Не менее сильное впечатление произвел Левский на Кольо Кьосето из Асеновградской околии. «Мы увидели Левского. Он сидел у стола вместе с попом из Новаково. Он был одет в драную монашескую рясу, но был молодой и красивый, — прямо юнак, верьте слову, юнак. Он был обут в белые онучи, стянутые оборами по-гайдуцки, и ступал легко, будто кошка. А глаза его сверкали и смотрели во все стороны, они так и впивались в нас, как очи орла, как очи сокола. Как мы вошли, Левский быстро оглядел каждого из нас. Скажу я вам, это было нелегко. Как посмотрит на тебя, и будто в тебе что зажигается, и разгорается, а сердце стучит — вот-вот разорвется. Говорят, он может заглянуть человеку в душу и узнать, хорош он или плох; может узнать его верность Болгарии и истинный ли он болгарин… Потом Левский с нами заговорил… говорит, а потом возьмет и запоет. Эх, братья милые, слышали бы вы его голос! Не голос, а буря! Весь дом загудел, у нас волосы встали дыбом… Скажи он нам тогда: „Вперед, братья болгары!“ — мы бы все до одного пошли за ним и бились бы как герои»[99].

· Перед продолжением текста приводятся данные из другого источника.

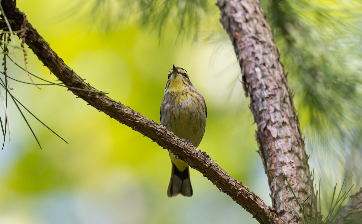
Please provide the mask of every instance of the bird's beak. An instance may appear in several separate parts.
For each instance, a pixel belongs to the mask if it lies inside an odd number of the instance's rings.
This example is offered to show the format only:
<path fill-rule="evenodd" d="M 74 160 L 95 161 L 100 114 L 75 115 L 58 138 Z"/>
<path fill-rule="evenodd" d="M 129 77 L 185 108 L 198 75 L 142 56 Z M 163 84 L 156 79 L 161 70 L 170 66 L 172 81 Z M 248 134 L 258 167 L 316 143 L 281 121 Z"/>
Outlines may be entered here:
<path fill-rule="evenodd" d="M 176 67 L 175 67 L 174 65 L 173 65 L 172 66 L 173 66 L 173 73 L 174 74 L 176 74 L 176 73 L 177 73 L 177 70 L 176 69 Z"/>

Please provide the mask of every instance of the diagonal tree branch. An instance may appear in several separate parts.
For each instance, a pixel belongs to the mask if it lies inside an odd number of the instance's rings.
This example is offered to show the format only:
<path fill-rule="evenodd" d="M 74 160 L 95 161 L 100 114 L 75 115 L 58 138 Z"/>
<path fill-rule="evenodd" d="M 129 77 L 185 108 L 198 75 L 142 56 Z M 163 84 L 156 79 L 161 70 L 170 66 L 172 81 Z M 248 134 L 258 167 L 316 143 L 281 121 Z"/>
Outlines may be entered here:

Никола Иванов Попов, мать которого дружила с теткой Левского Христиной, жившей в Сопоте, передает ее рассказ: «Никогда я не видела, чтобы Левский был одет в одну и ту же одежу. Ее-то он менял, но взгляд его я как сейчас вижу, сильный, мощный и ясный. Вглядишься в его глаза, и невольно слабеешь, будто скованный. Телом он был — одни мускулы и никогда не жаловался на усталость»[100].

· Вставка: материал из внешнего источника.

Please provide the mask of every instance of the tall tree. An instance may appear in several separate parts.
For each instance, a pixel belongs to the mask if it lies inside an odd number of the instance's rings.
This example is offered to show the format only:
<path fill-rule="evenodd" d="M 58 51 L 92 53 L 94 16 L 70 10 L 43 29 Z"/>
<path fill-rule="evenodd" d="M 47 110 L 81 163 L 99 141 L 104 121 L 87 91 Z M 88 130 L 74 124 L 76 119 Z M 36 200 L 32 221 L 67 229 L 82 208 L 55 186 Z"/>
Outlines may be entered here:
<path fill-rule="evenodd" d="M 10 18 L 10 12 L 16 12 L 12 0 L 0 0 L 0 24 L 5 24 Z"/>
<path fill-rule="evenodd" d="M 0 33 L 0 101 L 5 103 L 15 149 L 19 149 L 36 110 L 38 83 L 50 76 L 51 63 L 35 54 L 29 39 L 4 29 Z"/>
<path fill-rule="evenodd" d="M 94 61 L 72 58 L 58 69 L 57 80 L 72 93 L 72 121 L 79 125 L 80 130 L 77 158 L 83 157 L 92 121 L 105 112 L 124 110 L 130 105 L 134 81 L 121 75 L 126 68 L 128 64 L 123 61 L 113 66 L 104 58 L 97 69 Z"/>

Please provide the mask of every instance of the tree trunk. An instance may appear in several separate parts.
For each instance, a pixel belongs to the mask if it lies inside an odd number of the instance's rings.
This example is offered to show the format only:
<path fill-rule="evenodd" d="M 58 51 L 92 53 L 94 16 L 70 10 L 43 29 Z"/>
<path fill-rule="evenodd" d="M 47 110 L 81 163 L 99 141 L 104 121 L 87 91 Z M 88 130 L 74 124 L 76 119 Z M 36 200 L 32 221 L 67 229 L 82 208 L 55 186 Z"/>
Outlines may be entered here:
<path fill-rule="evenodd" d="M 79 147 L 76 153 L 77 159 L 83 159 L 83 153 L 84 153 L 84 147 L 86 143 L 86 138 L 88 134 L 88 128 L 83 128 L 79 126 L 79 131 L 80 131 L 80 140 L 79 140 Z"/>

Захарию Стоянову больше всего запомнилась его жизнерадостность и энергия: «Веселый он был, прости его господь! Ни разу я не видел, чтобы он задумался! Все улыбается, все весел, будто ходит гостей на свадьбу звать… Большой был непоседа. Всю ночь не спит, а рано утром смотришь — уже встал и ходит»[101].
Однако вся его колдовская сила не имела бы столь глубокого воздействия, если бы не одно весьма важное обстоятельство: Левский был не ранней ласточкой, а олицетворением сущности своей эпохи. В нем воплотилось все, что было лучшего в народе, и возвышенного — в его стремлениях; он говорил людям о том, к чему они были готовы, и предлагал ответы на проблемы, поставленные временем. Сам он очень хорошо понимал, как тесно связаны люди и условия их жизни, чувствовал диалектический процесс, благодаря которому люди — и продукт своей эпохи, и создатели нового: «Мы — во времени и время — в нас; оно нас меняет, и мы его меняем», — писал он Панайоту Хитову[102]. Это сознание собственной принадлежности к самой истории вносило высочайшую гармонию в его жизнь, полную тревог и столкновений, и хотя путь его лежал сквозь бури, он, казалось, спокойно и без усилий сохранял душевное равновесие, будто находился в центре циклона.
Именно благодаря этой душевной гармонии он был столь выдающимся руководителем, вождем народа. Тайна его успеха заключалась в том, что одна черта его характера уравновешивалась другой, казалось бы, противоположной ей, а в действительности дополнявшей ее. Его отвага не знала себе равных, но он никогда не был опрометчив и знал, когда нужно обращаться в бегство. Он был хладнокровен в оценках, но в отношениях с людьми проявлял теплоту. Грубость и жестокость окружающей жизни закалили его как сталь, но он не очерствел и не утратил любви к людям, а твердость характера сочеталась в нем с лиризмом, который покорял людей не меньше, чем потрясала их его блестящая отвага. Веселый нрав и жажда жизни уживались в нем с готовностью к скорой и нелегкой смерти. Он был прирожденным вожаком, хорошо понимал, что должен сыграть историческую роль, и в то же время был скромен, не питал личных амбиций и никогда не ставил себя выше закона, которому подчинялась созданная им организация. Он был профессиональным революционером — человеком, посвятившим свою жизнь тому, чтобы будоражить других, отвоевывать их у страха и пассивности, тому, чтобы сбылось вооруженное восстание; и наряду с этим обладал чертами, которых не было у многих его современников, — терпением, способностью выжидать, умением устоять перед искушением немедленного, но ненужного действия. Он был практичен и хорошо справлялся как с будничными проблемами, так и со сложными вопросами организации целого народа. И хотя ногами он всегда прочно стоял на земле, глаза его были обращены к звездам, и он мог увлечь самого неповоротливого, самого трезвого крестьянина и разжечь самую робкую душу.